I suppose a small objection might be that it is hard to tell which child or animal is actually going to starve or be hit by a car. We can’t tell the future, after all. Certainly, in the case of children, we can’t really know which at-risk child might beat the odds and grow up healthy and become a contributing member of society, perhaps even a very valuable doctor, scientist, musician or comedian. We can only hope that the kids we kill would’ve died anyway without ever having amounted to much. The same for the animals: we can only hope that each of them we kill is as happy to be dead as we are to have killed them. But while we take a risk when reducing to zero the potential suffering of the wrong child or animal, isn’t it a risk that all animal loving and life-affirming people have to take? Conscientious hunters know that we must risk the animal for the sake of the animals. We must also risk the CHILD for the sake of the CHILDREN.
(On a side note: if hunting animals “saves” them from worse fates, and if the same logic applies to people – and why wouldn’t it? what’s good for the geese is good for the hunter – and if we accept that life the world over is mostly tough and cruel and shortened by war, famine and disease, then isn’t abortion the ultimate kindness? Wouldn’t keeping people safe from having to suffer life at all really be the kindest, most compassionate course of action? It sounds counterintuitive, but if hunting helps animals, then isn’t a culture of death the best way to honor and promote a culture of life for humans?)
A secondary benefit comes when we are open and forthright about the modern motivation to hunt: the thrill of the kill. The vast majority of hunters do not hunt for food. Trophy hunters on safari, like Pamela Bertch’s husband and his fellow members of Safari Club International, are not hoping to bring home a couple tons of elephant burgers. They are hoping to experience the thrill of killing a large, dangerous animal, hopefully, at the very least, an endangered species, and especially a predator. What then could be more fulfilling for these hunters than hunting and killing the most dangerous predator on earth: Man. (And if we can kill enough “men”, maybe, “fingers crossed”, they’ll become endangered, too!)
As I said earlier, a good idea is a good idea and we should use it to improve life wherever and whenever we can. Shooting the homeless, the mentally impaired, the starving and poverty-stricken and their children to save them from lives blighted by bad diets, stupidity and dangerous roads is as humane and thoughtful to do as it is for animals similarly affected. And the thing about hunting our overpopulation of poor people is, not only is it the right thing to do, it is also fun! Remember how happy Sarah Palin looked squatting over her freshly killed moose?

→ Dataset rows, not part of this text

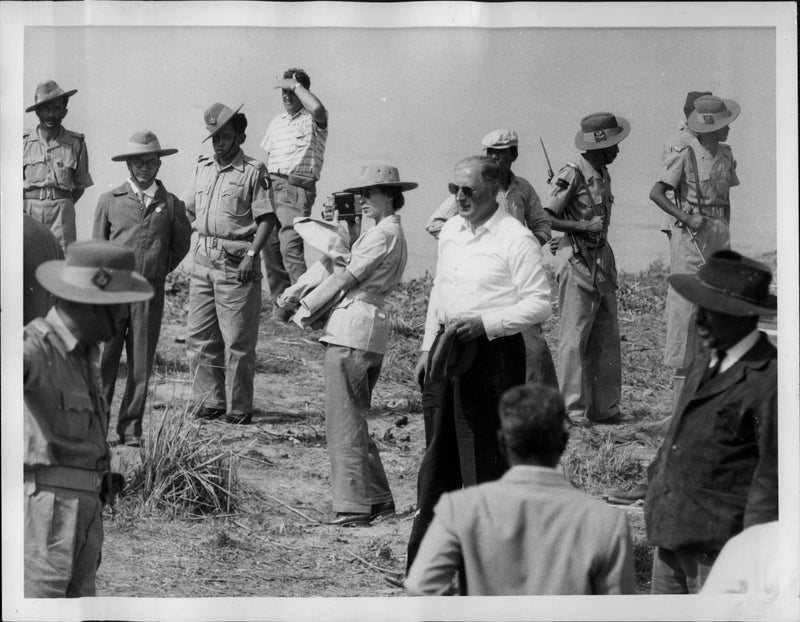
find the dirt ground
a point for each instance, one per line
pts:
(276, 542)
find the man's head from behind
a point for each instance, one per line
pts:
(475, 183)
(533, 425)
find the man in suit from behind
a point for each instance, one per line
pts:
(529, 532)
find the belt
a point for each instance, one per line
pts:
(66, 477)
(46, 193)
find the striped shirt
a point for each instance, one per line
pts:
(295, 144)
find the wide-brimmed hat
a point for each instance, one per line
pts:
(600, 130)
(216, 117)
(95, 272)
(691, 97)
(500, 139)
(728, 283)
(712, 113)
(142, 143)
(48, 91)
(380, 175)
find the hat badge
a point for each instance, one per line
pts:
(101, 278)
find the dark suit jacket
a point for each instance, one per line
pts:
(717, 471)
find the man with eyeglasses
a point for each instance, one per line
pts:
(489, 286)
(295, 146)
(152, 222)
(55, 164)
(579, 202)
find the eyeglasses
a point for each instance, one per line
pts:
(468, 191)
(140, 163)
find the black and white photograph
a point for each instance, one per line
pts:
(371, 311)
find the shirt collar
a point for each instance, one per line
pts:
(61, 330)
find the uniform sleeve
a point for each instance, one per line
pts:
(673, 169)
(367, 253)
(616, 574)
(261, 204)
(441, 215)
(102, 226)
(439, 555)
(533, 289)
(180, 234)
(560, 190)
(82, 178)
(762, 500)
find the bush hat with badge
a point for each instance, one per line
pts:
(143, 142)
(500, 139)
(380, 175)
(712, 113)
(46, 92)
(217, 117)
(729, 283)
(600, 130)
(95, 272)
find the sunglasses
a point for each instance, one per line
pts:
(468, 191)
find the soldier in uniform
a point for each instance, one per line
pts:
(699, 172)
(232, 214)
(152, 222)
(66, 455)
(579, 202)
(55, 164)
(516, 196)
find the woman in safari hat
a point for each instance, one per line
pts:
(701, 173)
(356, 337)
(152, 222)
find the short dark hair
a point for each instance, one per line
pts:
(488, 167)
(239, 123)
(300, 75)
(533, 422)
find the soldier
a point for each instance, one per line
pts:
(66, 417)
(152, 222)
(517, 197)
(699, 171)
(55, 164)
(233, 216)
(579, 203)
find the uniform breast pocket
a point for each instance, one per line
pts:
(64, 164)
(233, 200)
(73, 417)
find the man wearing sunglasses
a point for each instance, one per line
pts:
(152, 222)
(579, 203)
(489, 286)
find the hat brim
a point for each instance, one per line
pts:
(690, 287)
(159, 152)
(583, 145)
(66, 94)
(50, 276)
(222, 125)
(701, 128)
(402, 185)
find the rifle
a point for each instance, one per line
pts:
(547, 159)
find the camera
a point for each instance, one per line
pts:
(347, 205)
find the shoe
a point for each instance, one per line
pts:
(350, 519)
(626, 496)
(238, 418)
(205, 412)
(381, 510)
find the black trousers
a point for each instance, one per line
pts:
(461, 423)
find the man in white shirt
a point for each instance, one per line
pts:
(530, 532)
(489, 286)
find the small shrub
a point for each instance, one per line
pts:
(181, 472)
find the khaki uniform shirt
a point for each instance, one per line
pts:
(227, 200)
(66, 417)
(62, 163)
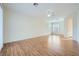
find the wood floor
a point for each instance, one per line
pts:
(42, 46)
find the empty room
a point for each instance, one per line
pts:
(39, 29)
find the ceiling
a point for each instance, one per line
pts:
(60, 9)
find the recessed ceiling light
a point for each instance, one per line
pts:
(35, 4)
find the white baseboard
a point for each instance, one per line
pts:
(34, 36)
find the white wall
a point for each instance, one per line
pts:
(1, 28)
(76, 26)
(18, 27)
(61, 23)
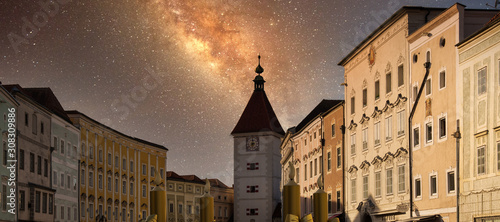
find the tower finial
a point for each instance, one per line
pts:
(259, 68)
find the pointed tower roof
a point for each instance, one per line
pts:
(258, 115)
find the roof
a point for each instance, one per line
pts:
(171, 175)
(258, 116)
(75, 112)
(402, 11)
(46, 98)
(493, 21)
(218, 183)
(322, 107)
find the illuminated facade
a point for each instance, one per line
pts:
(434, 178)
(7, 102)
(116, 171)
(183, 197)
(479, 76)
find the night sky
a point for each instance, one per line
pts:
(179, 72)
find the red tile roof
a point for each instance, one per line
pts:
(258, 116)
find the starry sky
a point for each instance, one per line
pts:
(179, 73)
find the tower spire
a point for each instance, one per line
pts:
(259, 80)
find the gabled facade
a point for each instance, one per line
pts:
(434, 122)
(35, 194)
(333, 153)
(479, 77)
(64, 144)
(376, 146)
(117, 171)
(8, 110)
(257, 138)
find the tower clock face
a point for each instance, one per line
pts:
(252, 143)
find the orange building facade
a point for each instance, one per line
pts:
(116, 171)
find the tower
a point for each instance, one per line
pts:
(257, 137)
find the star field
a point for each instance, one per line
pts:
(178, 73)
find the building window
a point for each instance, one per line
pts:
(428, 132)
(338, 200)
(353, 105)
(353, 190)
(388, 128)
(310, 169)
(482, 81)
(389, 181)
(450, 176)
(353, 144)
(365, 139)
(333, 129)
(401, 179)
(22, 200)
(39, 165)
(37, 201)
(428, 87)
(109, 183)
(32, 162)
(91, 179)
(305, 171)
(401, 79)
(416, 136)
(116, 185)
(365, 97)
(46, 167)
(442, 79)
(21, 159)
(442, 127)
(388, 83)
(378, 185)
(44, 203)
(315, 166)
(433, 184)
(100, 156)
(329, 203)
(124, 187)
(339, 158)
(34, 124)
(365, 187)
(82, 177)
(418, 188)
(498, 155)
(415, 93)
(329, 161)
(401, 123)
(99, 181)
(124, 164)
(481, 160)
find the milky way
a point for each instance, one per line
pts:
(179, 73)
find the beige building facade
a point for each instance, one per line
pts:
(479, 77)
(435, 119)
(377, 90)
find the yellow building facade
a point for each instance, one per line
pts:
(116, 171)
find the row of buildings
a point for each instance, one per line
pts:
(418, 136)
(70, 167)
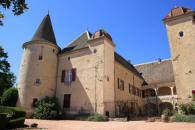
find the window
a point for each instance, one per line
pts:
(95, 51)
(40, 57)
(68, 58)
(37, 81)
(120, 84)
(67, 98)
(35, 101)
(63, 76)
(193, 95)
(181, 34)
(129, 88)
(134, 90)
(68, 75)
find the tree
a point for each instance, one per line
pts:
(7, 78)
(18, 7)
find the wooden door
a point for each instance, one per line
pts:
(67, 100)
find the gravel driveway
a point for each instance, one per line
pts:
(111, 125)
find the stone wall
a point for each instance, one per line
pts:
(182, 52)
(32, 68)
(129, 78)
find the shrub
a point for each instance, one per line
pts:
(96, 117)
(47, 108)
(184, 118)
(187, 109)
(167, 112)
(10, 97)
(3, 120)
(15, 123)
(15, 112)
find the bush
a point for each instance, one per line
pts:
(15, 123)
(184, 118)
(10, 97)
(96, 117)
(3, 120)
(187, 109)
(15, 112)
(47, 108)
(167, 112)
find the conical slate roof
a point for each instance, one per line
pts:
(45, 31)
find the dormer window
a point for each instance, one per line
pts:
(181, 34)
(95, 51)
(69, 58)
(40, 57)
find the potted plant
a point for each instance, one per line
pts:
(165, 115)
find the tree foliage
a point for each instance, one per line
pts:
(7, 78)
(18, 7)
(47, 108)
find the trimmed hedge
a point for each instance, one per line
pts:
(16, 112)
(10, 97)
(17, 117)
(19, 122)
(184, 118)
(96, 117)
(3, 121)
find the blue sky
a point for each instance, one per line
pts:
(135, 25)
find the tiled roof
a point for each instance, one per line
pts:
(101, 33)
(78, 43)
(126, 64)
(45, 31)
(178, 11)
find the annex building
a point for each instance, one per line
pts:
(89, 76)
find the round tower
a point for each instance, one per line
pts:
(180, 25)
(38, 71)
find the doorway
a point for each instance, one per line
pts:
(67, 98)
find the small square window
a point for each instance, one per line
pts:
(193, 95)
(37, 81)
(181, 34)
(68, 58)
(40, 57)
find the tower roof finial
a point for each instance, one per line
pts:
(45, 31)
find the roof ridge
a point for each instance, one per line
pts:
(78, 38)
(152, 62)
(45, 31)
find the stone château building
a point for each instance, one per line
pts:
(89, 76)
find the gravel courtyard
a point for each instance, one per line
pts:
(131, 125)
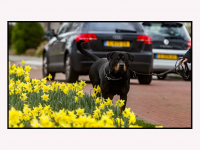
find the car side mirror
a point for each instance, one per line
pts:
(49, 34)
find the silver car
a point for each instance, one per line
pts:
(170, 41)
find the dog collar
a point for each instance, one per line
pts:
(110, 77)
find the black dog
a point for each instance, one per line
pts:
(112, 74)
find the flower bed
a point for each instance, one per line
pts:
(35, 104)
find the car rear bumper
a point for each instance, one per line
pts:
(143, 62)
(161, 65)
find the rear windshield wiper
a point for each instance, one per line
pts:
(125, 31)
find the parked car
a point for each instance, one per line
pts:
(61, 54)
(170, 41)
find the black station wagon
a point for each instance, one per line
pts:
(61, 54)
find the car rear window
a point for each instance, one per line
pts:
(167, 30)
(112, 26)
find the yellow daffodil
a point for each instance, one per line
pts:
(120, 103)
(27, 68)
(23, 97)
(76, 99)
(45, 97)
(80, 93)
(22, 62)
(80, 111)
(49, 77)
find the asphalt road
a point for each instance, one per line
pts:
(166, 102)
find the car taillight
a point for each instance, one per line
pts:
(144, 38)
(86, 37)
(189, 44)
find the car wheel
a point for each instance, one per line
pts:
(144, 79)
(71, 75)
(162, 77)
(45, 69)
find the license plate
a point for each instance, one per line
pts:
(165, 56)
(117, 43)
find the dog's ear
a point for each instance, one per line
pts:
(131, 56)
(109, 55)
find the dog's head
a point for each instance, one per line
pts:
(120, 61)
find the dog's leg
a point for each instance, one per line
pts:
(123, 97)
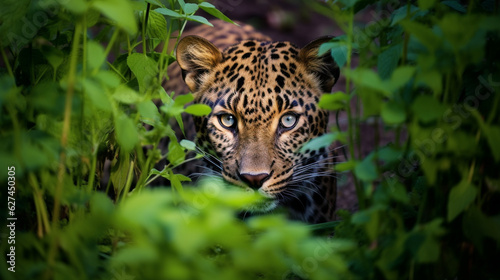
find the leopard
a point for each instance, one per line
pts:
(263, 96)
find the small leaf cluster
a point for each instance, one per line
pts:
(428, 75)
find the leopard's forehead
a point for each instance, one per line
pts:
(259, 80)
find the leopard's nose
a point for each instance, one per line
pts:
(255, 181)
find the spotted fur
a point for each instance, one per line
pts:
(264, 98)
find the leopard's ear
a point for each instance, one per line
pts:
(196, 56)
(323, 67)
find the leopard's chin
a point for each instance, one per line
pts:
(263, 206)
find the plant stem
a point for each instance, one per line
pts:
(93, 166)
(41, 208)
(129, 181)
(6, 62)
(359, 191)
(406, 39)
(64, 140)
(144, 26)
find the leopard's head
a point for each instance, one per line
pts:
(264, 99)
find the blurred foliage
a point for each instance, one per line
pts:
(428, 74)
(79, 123)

If, as Pamela Bertch, the Safari Club International and others like them believe, we hunt and kill animals because we love them, don’t we owe our fellow citizens the same moral and ethical considerations? We have suffering people; we have their children who, if they are not already suffering, soon will be suffering; we have the guns. All we need is the political will to legalize shooting people and we can begin “saving” them as early as next fall, when hunting season begins. Let’s make the opening of hunting season “open season” on losers so that it can also be, for people as it is for the animals, the opening of the season of compassion.